Minnesota lawmakers are under pressure to extend tax breaks for data centers as the industry is poised to grow explosively in the state.
Those sales tax exemptions are already worth about $100 million a year for data center companies, but the cost to the public is unknown if the industry grows to nearly 40 times the size of the current market, as electric utilities predict.
Neither the industry nor the state will estimate how much the tax incentives would be worth — and how much less money the state would collect as a result.
The data center industry argues that market hubs such as northern Virginia are gaining more benefits like property taxes and construction jobs than what they are losing in sales tax revenue.
Utilities say data centers can lower bills for other customers, and some worry data center companies would bypass Minnesota without tax incentives.

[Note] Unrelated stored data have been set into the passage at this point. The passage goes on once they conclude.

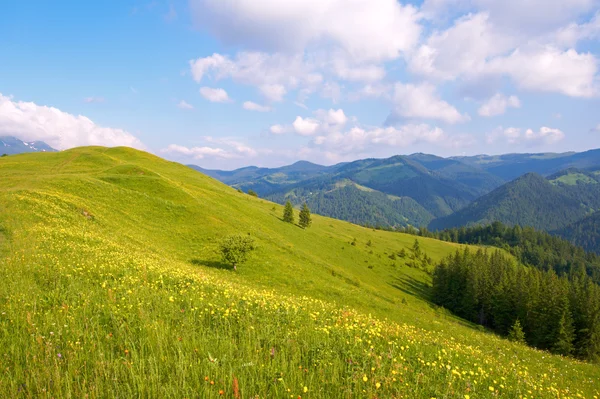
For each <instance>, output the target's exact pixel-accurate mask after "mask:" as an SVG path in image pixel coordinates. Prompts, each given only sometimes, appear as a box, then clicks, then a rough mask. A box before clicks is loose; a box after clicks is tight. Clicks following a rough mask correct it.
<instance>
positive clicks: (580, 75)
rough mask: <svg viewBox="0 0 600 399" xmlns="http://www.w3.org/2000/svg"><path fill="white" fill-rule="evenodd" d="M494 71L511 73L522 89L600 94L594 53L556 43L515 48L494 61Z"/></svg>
mask: <svg viewBox="0 0 600 399" xmlns="http://www.w3.org/2000/svg"><path fill="white" fill-rule="evenodd" d="M489 66H490V71H491V72H493V73H500V74H507V75H509V76H511V77H512V79H513V80H514V81H515V83H516V84H517V86H519V87H520V88H522V89H527V90H534V91H542V92H557V93H562V94H565V95H567V96H571V97H592V96H595V95H597V94H598V82H597V77H596V73H597V72H598V62H597V60H596V57H594V55H593V54H591V53H582V54H580V53H578V52H577V51H575V50H573V49H571V50H567V51H561V50H559V49H557V48H555V47H544V48H536V49H531V50H520V49H517V50H515V51H514V52H513V53H512V54H511V55H510V56H508V57H503V58H498V59H495V60H493V61H491V62H490V65H489Z"/></svg>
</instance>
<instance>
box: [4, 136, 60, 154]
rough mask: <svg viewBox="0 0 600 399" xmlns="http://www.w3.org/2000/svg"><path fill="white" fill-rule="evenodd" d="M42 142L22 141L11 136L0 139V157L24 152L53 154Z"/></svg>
mask: <svg viewBox="0 0 600 399" xmlns="http://www.w3.org/2000/svg"><path fill="white" fill-rule="evenodd" d="M55 151H56V150H55V149H54V148H52V147H50V146H49V145H48V144H46V143H44V142H43V141H28V142H27V141H23V140H19V139H18V138H16V137H12V136H2V137H0V155H4V154H6V155H14V154H21V153H24V152H55Z"/></svg>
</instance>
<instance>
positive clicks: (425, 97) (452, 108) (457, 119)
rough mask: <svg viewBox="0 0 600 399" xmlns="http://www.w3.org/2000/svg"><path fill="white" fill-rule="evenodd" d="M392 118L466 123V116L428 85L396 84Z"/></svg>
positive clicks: (451, 122) (433, 85) (452, 122)
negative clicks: (430, 120)
mask: <svg viewBox="0 0 600 399" xmlns="http://www.w3.org/2000/svg"><path fill="white" fill-rule="evenodd" d="M393 103H394V109H393V111H392V117H393V118H399V117H401V118H408V119H415V118H416V119H436V120H441V121H443V122H446V123H450V124H454V123H459V122H465V121H468V120H469V119H470V118H469V116H468V115H467V114H464V115H461V113H460V112H458V110H457V109H456V108H454V107H453V106H452V105H450V104H448V103H447V102H446V101H444V100H442V99H441V98H440V97H439V95H438V94H437V93H436V89H435V86H434V85H432V84H429V83H422V84H420V85H413V84H403V83H397V84H396V85H395V87H394V98H393Z"/></svg>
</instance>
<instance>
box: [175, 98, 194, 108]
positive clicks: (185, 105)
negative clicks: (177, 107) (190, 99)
mask: <svg viewBox="0 0 600 399" xmlns="http://www.w3.org/2000/svg"><path fill="white" fill-rule="evenodd" d="M177 106H178V107H179V108H181V109H194V106H193V105H191V104H188V103H187V102H185V101H184V100H181V101H179V104H177Z"/></svg>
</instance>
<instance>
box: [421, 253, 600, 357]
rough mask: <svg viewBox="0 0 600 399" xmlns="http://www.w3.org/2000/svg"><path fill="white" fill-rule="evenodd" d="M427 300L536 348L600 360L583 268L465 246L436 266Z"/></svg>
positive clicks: (598, 315) (590, 293) (586, 279)
mask: <svg viewBox="0 0 600 399" xmlns="http://www.w3.org/2000/svg"><path fill="white" fill-rule="evenodd" d="M433 300H434V302H435V303H436V304H438V305H440V306H443V307H445V308H447V309H449V310H451V311H452V312H454V313H455V314H457V315H458V316H461V317H463V318H465V319H467V320H470V321H472V322H474V323H478V324H480V325H483V326H486V327H488V328H490V329H492V330H494V331H496V332H497V333H499V334H502V335H506V336H510V337H512V338H513V339H517V340H521V339H523V340H524V341H526V343H527V344H529V345H531V346H534V347H536V348H539V349H545V350H549V351H551V352H553V353H557V354H561V355H565V356H575V357H578V358H581V359H587V360H592V361H598V360H600V286H598V285H597V284H596V283H595V282H593V281H592V279H591V278H590V277H589V276H588V275H587V274H586V273H585V270H584V269H583V268H580V269H578V270H572V271H571V272H570V273H569V274H566V275H563V276H558V275H557V274H556V273H555V271H554V270H552V269H550V270H546V271H544V270H539V269H536V268H531V267H525V266H523V265H520V264H515V262H514V261H513V260H512V259H510V258H508V257H507V256H505V255H503V254H502V253H501V252H500V251H494V252H492V253H491V254H488V253H487V252H484V251H482V250H479V251H477V252H475V253H474V252H471V251H469V250H468V249H465V250H464V251H463V252H459V251H457V253H456V254H454V255H451V256H449V257H448V258H446V259H445V260H443V261H442V262H441V263H440V264H439V265H438V266H436V268H435V271H434V274H433Z"/></svg>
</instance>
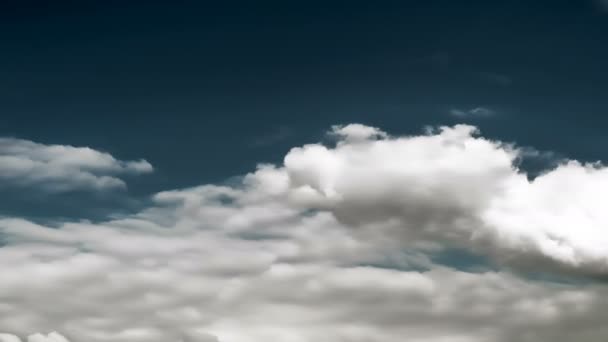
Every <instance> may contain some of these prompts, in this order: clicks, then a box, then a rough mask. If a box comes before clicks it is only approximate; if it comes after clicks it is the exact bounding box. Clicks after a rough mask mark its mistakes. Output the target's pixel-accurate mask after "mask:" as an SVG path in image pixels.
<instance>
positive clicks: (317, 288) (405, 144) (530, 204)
mask: <svg viewBox="0 0 608 342" xmlns="http://www.w3.org/2000/svg"><path fill="white" fill-rule="evenodd" d="M332 135H334V136H337V137H338V139H339V141H338V143H337V144H336V145H335V146H333V147H327V146H323V145H321V144H311V145H306V146H302V147H298V148H295V149H293V150H291V151H290V152H289V153H288V154H287V156H286V157H285V162H284V164H282V165H261V166H259V167H258V169H257V170H255V171H254V172H252V173H250V174H247V175H245V176H244V177H243V179H242V183H241V184H239V185H234V186H217V185H203V186H200V187H195V188H190V189H183V190H173V191H166V192H161V193H159V194H157V195H155V196H154V198H153V200H154V205H153V206H151V207H149V208H147V209H145V210H143V211H142V212H140V213H137V214H134V215H131V216H127V217H124V218H121V219H117V220H112V221H106V222H101V223H90V222H64V223H63V224H60V225H58V226H55V227H52V228H51V227H46V226H44V225H40V224H36V223H33V222H30V221H28V220H25V219H21V218H3V219H1V220H0V237H2V241H3V245H2V247H1V248H0V269H2V270H3V271H2V281H1V282H0V327H2V329H3V331H4V332H6V333H10V334H12V335H10V336H9V335H0V341H3V342H16V341H17V340H16V339H15V338H16V336H22V337H24V336H30V335H32V334H35V333H36V332H43V335H34V336H35V338H36V339H38V340H35V341H34V340H32V342H38V341H52V342H57V341H58V340H57V339H56V337H57V336H55V335H53V336H55V339H53V336H51V335H47V333H48V332H52V331H58V332H60V333H61V334H62V335H64V336H66V338H67V339H69V340H70V341H74V342H78V341H87V342H105V341H112V342H123V341H124V342H127V341H129V342H132V341H146V342H148V341H150V342H156V341H159V342H160V341H184V342H186V341H220V342H260V341H269V340H272V341H286V342H292V341H293V342H308V341H315V342H368V341H375V342H376V341H378V342H397V341H399V342H400V341H403V338H404V336H407V340H408V341H414V342H421V341H425V342H427V341H430V342H447V341H450V342H454V341H456V342H482V341H483V342H507V341H522V342H527V341H530V342H531V341H545V340H553V341H555V342H566V341H572V340H577V341H582V342H587V341H589V342H591V341H597V340H600V339H601V338H602V337H603V336H606V334H607V333H608V331H606V328H604V324H603V322H602V321H601V320H602V317H604V315H605V314H606V312H608V301H607V300H606V298H608V296H606V295H607V294H608V293H606V288H605V287H604V286H603V285H601V284H596V283H587V284H580V285H572V284H570V285H569V284H558V283H550V282H542V281H531V280H529V279H525V278H520V277H518V276H517V275H515V274H512V273H509V272H507V271H504V270H503V271H481V272H478V273H468V272H464V271H460V270H457V269H452V268H448V267H445V266H442V265H440V264H435V263H433V262H432V261H431V260H430V259H431V258H429V256H430V255H432V253H434V252H436V251H440V250H441V249H442V248H444V247H460V248H465V249H471V250H476V251H478V252H480V253H481V254H482V255H485V256H486V257H489V258H493V259H494V260H497V261H498V262H499V263H500V264H503V265H509V266H510V267H514V268H520V267H524V266H525V267H526V268H531V269H537V270H538V269H542V270H545V269H547V268H546V267H547V266H551V267H553V271H554V272H556V274H561V275H569V274H572V273H573V272H574V273H576V272H586V273H592V274H597V273H602V272H604V270H605V268H604V265H605V264H606V263H605V261H604V260H605V251H606V250H605V248H604V246H606V237H605V235H606V234H605V233H604V231H603V230H602V229H601V228H602V227H603V222H604V215H605V214H604V211H603V210H602V209H603V208H602V206H601V203H602V201H601V198H602V196H603V194H605V193H606V190H608V189H605V187H606V186H607V185H606V184H608V182H607V181H605V180H604V179H605V177H606V176H605V174H606V171H605V169H604V168H602V167H601V166H597V165H596V166H589V165H582V164H580V163H576V162H568V163H564V164H560V165H559V166H557V167H556V168H555V169H551V170H547V171H546V172H544V173H543V174H542V175H540V176H538V177H536V178H535V180H533V181H528V180H527V178H526V177H525V174H523V173H522V172H521V171H519V170H518V169H517V167H516V165H515V164H514V163H515V160H517V158H518V156H519V153H520V151H519V150H518V149H517V148H516V147H514V146H513V145H511V144H505V143H502V142H497V141H492V140H488V139H484V138H482V137H479V136H478V135H477V133H476V129H475V128H474V127H472V126H467V125H457V126H454V127H442V128H440V129H439V130H435V131H429V132H428V133H427V134H425V135H418V136H408V137H390V136H389V135H388V134H386V133H384V132H382V131H381V130H379V129H377V128H373V127H367V126H363V125H346V126H336V127H335V128H334V130H333V131H332ZM404 251H405V252H407V253H404ZM391 258H393V259H391ZM395 258H396V259H395ZM399 258H402V259H399ZM387 259H391V260H397V259H399V260H398V261H399V262H396V263H395V265H394V267H392V268H387V267H384V268H383V267H373V266H369V265H380V264H382V263H383V262H385V261H386V260H387ZM365 265H368V266H365ZM420 269H424V270H422V271H421V270H420Z"/></svg>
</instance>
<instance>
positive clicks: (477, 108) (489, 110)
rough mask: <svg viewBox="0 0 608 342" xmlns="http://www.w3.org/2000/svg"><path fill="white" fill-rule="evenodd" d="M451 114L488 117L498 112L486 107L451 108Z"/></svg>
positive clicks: (465, 117) (468, 115)
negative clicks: (471, 107)
mask: <svg viewBox="0 0 608 342" xmlns="http://www.w3.org/2000/svg"><path fill="white" fill-rule="evenodd" d="M450 114H451V115H452V116H455V117H457V118H487V117H491V116H494V115H495V114H496V112H495V111H493V110H491V109H489V108H486V107H475V108H472V109H469V110H462V109H456V108H455V109H451V110H450Z"/></svg>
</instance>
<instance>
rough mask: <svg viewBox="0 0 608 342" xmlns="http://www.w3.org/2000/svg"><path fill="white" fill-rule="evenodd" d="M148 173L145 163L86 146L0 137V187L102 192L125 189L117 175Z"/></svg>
mask: <svg viewBox="0 0 608 342" xmlns="http://www.w3.org/2000/svg"><path fill="white" fill-rule="evenodd" d="M152 170H153V168H152V165H150V163H148V162H147V161H145V160H138V161H121V160H117V159H116V158H114V157H113V156H112V155H110V154H108V153H105V152H100V151H96V150H93V149H91V148H87V147H74V146H68V145H44V144H39V143H35V142H32V141H29V140H22V139H15V138H0V186H11V187H24V186H36V188H37V189H42V190H45V191H49V192H64V191H70V190H77V189H93V190H105V189H110V188H124V187H125V182H124V181H123V180H122V179H120V178H118V177H117V175H118V174H128V173H130V174H139V173H148V172H151V171H152Z"/></svg>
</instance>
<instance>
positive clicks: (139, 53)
mask: <svg viewBox="0 0 608 342" xmlns="http://www.w3.org/2000/svg"><path fill="white" fill-rule="evenodd" d="M126 3H128V4H126ZM606 37H608V7H607V8H606V9H602V6H600V3H599V2H594V1H584V0H578V1H565V0H562V1H559V0H558V1H517V0H516V1H466V2H458V1H435V0H426V1H394V2H387V1H325V2H310V1H306V2H289V1H256V2H251V1H248V2H236V1H231V2H222V3H221V4H220V3H219V2H218V3H214V2H211V1H192V2H188V1H128V2H127V1H88V2H86V3H85V2H76V1H74V2H50V1H49V2H33V1H14V2H8V1H7V2H2V4H1V5H0V39H1V42H2V53H1V54H0V115H1V118H2V120H1V121H0V136H16V137H19V138H24V139H30V140H33V141H37V142H41V143H57V144H71V145H77V146H90V147H92V148H95V149H99V150H103V151H108V152H110V153H112V154H113V155H114V156H116V157H118V158H121V159H138V158H145V159H147V160H148V161H150V163H152V164H153V165H154V166H155V168H156V172H155V173H154V174H151V175H146V176H138V177H136V178H134V179H132V180H129V186H130V190H129V191H130V193H131V195H132V196H133V197H134V198H144V197H145V196H146V195H149V194H151V193H154V192H157V191H160V190H165V189H171V188H178V187H186V186H193V185H199V184H203V183H208V182H217V181H221V180H224V179H226V178H228V177H230V176H234V175H239V174H242V173H244V172H248V171H250V170H252V169H253V168H254V167H255V164H256V163H258V162H273V161H280V159H281V157H282V156H283V155H284V154H285V152H286V151H287V150H288V149H289V148H291V147H293V146H295V145H298V144H302V143H305V142H315V141H319V139H321V138H322V136H323V132H324V131H325V130H326V129H328V128H329V126H330V125H332V124H338V123H349V122H361V123H366V124H372V125H375V126H379V127H381V128H382V129H384V130H386V131H388V132H390V133H403V132H409V133H414V132H419V131H420V130H421V128H422V127H423V126H425V125H436V124H453V123H456V122H468V123H473V124H475V125H478V126H479V127H480V128H481V129H482V131H483V132H484V134H485V135H488V136H491V137H497V138H500V139H504V140H507V141H516V142H518V143H519V144H521V145H531V146H535V147H536V148H538V149H541V150H553V151H555V152H557V153H561V154H564V155H568V156H570V157H573V158H579V159H584V160H595V159H601V160H606V159H608V152H606V147H605V146H608V137H607V136H606V134H605V133H604V132H605V127H606V126H607V124H608V120H607V119H606V113H608V98H607V96H606V92H607V90H608V66H607V65H606V63H607V62H606V61H608V44H607V43H608V42H607V39H608V38H606ZM477 107H483V108H486V109H488V110H490V111H492V112H493V113H494V115H491V116H490V117H467V118H458V117H454V116H453V115H450V111H453V110H460V111H468V110H471V109H473V108H477ZM10 195H11V199H10V200H6V199H5V200H2V202H0V203H2V204H3V207H4V209H3V210H2V211H3V212H12V211H15V212H20V211H23V210H26V211H32V206H33V205H34V204H41V203H43V202H46V201H47V199H46V198H45V199H35V198H32V197H31V195H27V196H24V195H22V194H12V193H11V194H10ZM65 196H67V195H65ZM70 196H73V197H72V199H71V200H67V197H66V198H64V199H63V201H58V202H56V203H63V204H55V205H56V206H58V207H61V208H63V211H61V210H59V209H60V208H55V207H53V208H52V211H53V212H58V211H57V210H59V212H63V213H65V214H66V215H67V214H70V213H71V211H70V210H68V209H66V208H71V207H73V206H74V204H75V203H77V202H80V201H81V195H79V194H72V195H70ZM4 198H8V197H7V195H4ZM88 200H91V201H97V200H93V199H90V198H89V199H88ZM112 201H114V199H107V198H106V199H105V200H104V201H103V202H104V203H106V205H107V203H109V202H112ZM66 203H67V204H66ZM95 203H97V202H95ZM120 203H121V205H122V206H124V205H125V204H124V203H123V202H120ZM51 207H52V206H51ZM99 207H103V205H101V204H100V205H99ZM24 208H25V209H24ZM37 208H39V209H36V210H35V211H40V212H43V211H45V210H49V211H50V210H51V209H42V206H40V207H37ZM45 208H48V206H45Z"/></svg>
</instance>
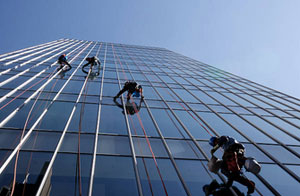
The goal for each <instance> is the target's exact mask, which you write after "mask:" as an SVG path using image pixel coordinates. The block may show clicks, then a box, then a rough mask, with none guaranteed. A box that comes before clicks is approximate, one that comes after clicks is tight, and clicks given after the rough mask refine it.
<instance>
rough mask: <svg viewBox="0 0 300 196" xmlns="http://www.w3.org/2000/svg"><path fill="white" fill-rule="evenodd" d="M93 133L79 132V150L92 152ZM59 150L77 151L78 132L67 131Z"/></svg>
mask: <svg viewBox="0 0 300 196" xmlns="http://www.w3.org/2000/svg"><path fill="white" fill-rule="evenodd" d="M94 141H95V139H94V135H91V134H80V152H81V153H92V152H93V148H94ZM60 152H75V153H77V152H78V134H77V133H67V134H66V135H65V138H64V140H63V143H62V146H61V148H60Z"/></svg>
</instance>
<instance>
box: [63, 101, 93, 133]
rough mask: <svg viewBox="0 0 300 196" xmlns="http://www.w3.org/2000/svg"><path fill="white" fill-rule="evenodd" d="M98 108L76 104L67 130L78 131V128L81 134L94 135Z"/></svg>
mask: <svg viewBox="0 0 300 196" xmlns="http://www.w3.org/2000/svg"><path fill="white" fill-rule="evenodd" d="M98 107H99V106H98V105H97V104H82V103H79V104H77V107H76V110H75V113H74V115H73V117H72V120H71V123H70V125H69V127H68V130H69V131H78V130H79V127H80V128H81V131H82V132H89V133H95V130H96V124H97V117H98V116H97V114H98ZM80 118H81V121H80Z"/></svg>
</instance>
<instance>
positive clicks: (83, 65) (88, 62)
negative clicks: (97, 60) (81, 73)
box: [82, 62, 94, 74]
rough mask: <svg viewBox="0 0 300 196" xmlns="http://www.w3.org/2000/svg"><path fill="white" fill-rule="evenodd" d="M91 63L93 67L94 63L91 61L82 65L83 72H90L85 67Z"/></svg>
mask: <svg viewBox="0 0 300 196" xmlns="http://www.w3.org/2000/svg"><path fill="white" fill-rule="evenodd" d="M89 64H91V67H93V66H94V63H90V62H88V63H86V64H85V65H83V66H82V72H84V73H86V74H88V72H87V71H85V70H84V68H85V67H86V66H88V65H89Z"/></svg>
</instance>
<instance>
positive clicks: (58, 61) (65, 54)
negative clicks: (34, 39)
mask: <svg viewBox="0 0 300 196" xmlns="http://www.w3.org/2000/svg"><path fill="white" fill-rule="evenodd" d="M57 62H58V63H59V64H60V67H59V68H58V70H60V69H62V68H63V67H64V65H68V66H69V67H68V69H66V70H64V71H69V70H70V69H72V66H71V65H70V63H68V58H67V55H66V54H62V55H60V57H59V58H58V61H57Z"/></svg>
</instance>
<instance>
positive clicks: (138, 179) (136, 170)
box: [111, 44, 143, 196]
mask: <svg viewBox="0 0 300 196" xmlns="http://www.w3.org/2000/svg"><path fill="white" fill-rule="evenodd" d="M111 46H112V51H113V54H114V60H115V65H116V72H117V78H118V83H119V88H120V89H122V86H121V81H120V77H119V72H118V67H117V63H116V56H115V51H114V48H113V44H111ZM121 96H122V104H123V110H124V115H125V121H126V127H127V132H128V138H129V143H130V149H131V153H132V158H133V160H132V161H133V164H134V171H135V177H136V181H137V186H138V191H139V195H140V196H143V189H142V185H141V180H140V175H139V171H138V167H137V159H136V154H135V150H134V145H133V140H132V135H131V129H130V125H129V121H128V116H127V113H126V107H125V103H124V96H123V95H121Z"/></svg>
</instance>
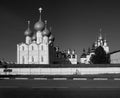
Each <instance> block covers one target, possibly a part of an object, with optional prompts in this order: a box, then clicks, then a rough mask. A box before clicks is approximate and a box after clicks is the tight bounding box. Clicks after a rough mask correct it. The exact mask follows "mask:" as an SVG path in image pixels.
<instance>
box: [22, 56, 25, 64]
mask: <svg viewBox="0 0 120 98" xmlns="http://www.w3.org/2000/svg"><path fill="white" fill-rule="evenodd" d="M22 63H23V64H24V63H25V58H24V56H23V57H22Z"/></svg>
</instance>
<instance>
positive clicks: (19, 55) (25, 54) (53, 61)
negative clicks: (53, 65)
mask: <svg viewBox="0 0 120 98" xmlns="http://www.w3.org/2000/svg"><path fill="white" fill-rule="evenodd" d="M41 11H42V8H39V12H40V18H39V20H38V22H36V23H35V25H34V29H35V30H36V32H35V33H33V32H32V31H31V29H30V21H28V28H27V30H26V31H25V32H24V34H25V43H20V44H17V64H61V63H62V64H66V63H71V64H77V55H76V54H75V52H72V53H73V54H71V57H70V58H69V56H68V54H67V53H65V52H61V51H60V50H59V49H58V47H54V40H55V37H54V36H53V35H52V33H51V28H50V29H48V28H47V21H46V20H45V22H43V21H42V19H41ZM72 55H74V57H73V56H72Z"/></svg>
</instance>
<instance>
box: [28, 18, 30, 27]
mask: <svg viewBox="0 0 120 98" xmlns="http://www.w3.org/2000/svg"><path fill="white" fill-rule="evenodd" d="M28 29H30V21H29V20H28Z"/></svg>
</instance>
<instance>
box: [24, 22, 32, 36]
mask: <svg viewBox="0 0 120 98" xmlns="http://www.w3.org/2000/svg"><path fill="white" fill-rule="evenodd" d="M24 34H25V36H31V35H32V31H31V30H30V21H28V28H27V30H26V31H25V33H24Z"/></svg>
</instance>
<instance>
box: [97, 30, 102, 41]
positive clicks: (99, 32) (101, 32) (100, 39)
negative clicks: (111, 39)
mask: <svg viewBox="0 0 120 98" xmlns="http://www.w3.org/2000/svg"><path fill="white" fill-rule="evenodd" d="M98 39H100V40H101V39H102V28H100V30H99V38H98Z"/></svg>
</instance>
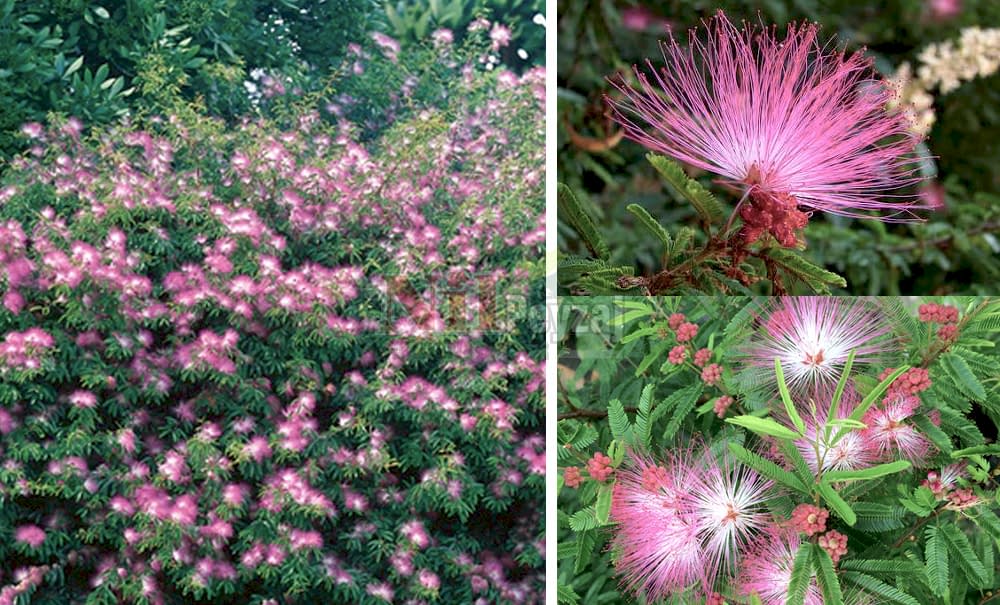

“Assuming that Minnesota does not stay competitive, does not be forward-looking on this type of policy, do these investments happen in Wisconsin and Illinois?” said state Sen. Grant Hauschild, DFL-Hermantown, who is sponsoring the legislation.
Others are skeptical, viewing the tax breaks as a giveaway for the nation’s largest tech companies, which don’t need them.
Rep. Aisha Gomez of Minneapolis, the top House DFLer on tax policy, said the bill to extend the tax incentives also makes it harder to discern how much they cost. That combination “is just absolute malpractice,” she said.